Wang Zhe sertleşmiş aletini yumrukladı ve hafifçe salladı, “İçeri girmek istiyor……”
Bu kesinlikle Wang Zhe’nin aklı başındayken yapacağı bir şey değildi.
Jiang ShaoYan ağzındaki salyaları yutarken, beklenmedik bir şekilde onun bazen böyle tutarsız davranmasının aslında oldukça çekici ve seksi olduğunu düşündü.
Ama şu anda ikisinin içinde bulunduğu durum gerçekten de pek iyi değildi. Herhangi bir şeye başlarlarsa, cayır cayır yanacağından korkuyordu.
“Seni böyle zavallı görünce sana merhamet göstereceğim ve gönülsüzce kabul edeceğim…..ama-” diye ekledi endişeyle, “fazla ileri gidemezsin……”

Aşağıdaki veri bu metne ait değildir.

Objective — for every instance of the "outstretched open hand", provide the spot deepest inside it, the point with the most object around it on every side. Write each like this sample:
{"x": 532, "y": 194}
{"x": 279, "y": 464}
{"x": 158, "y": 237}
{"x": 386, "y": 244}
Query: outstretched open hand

Wang Zhe bunu duyunca koltuktan kalktı ve yatağa doğru süründü. Güçlü kollarını Jiang ShaoYan’ın başının iki yanına koyarak onu uzun boyunun gölgesine hapsetti. Güçlü ve baskıcı aurası her zaman taşıdığından farklıydı ve gözlerindeki yeşil ışıl ışıl parlıyordu.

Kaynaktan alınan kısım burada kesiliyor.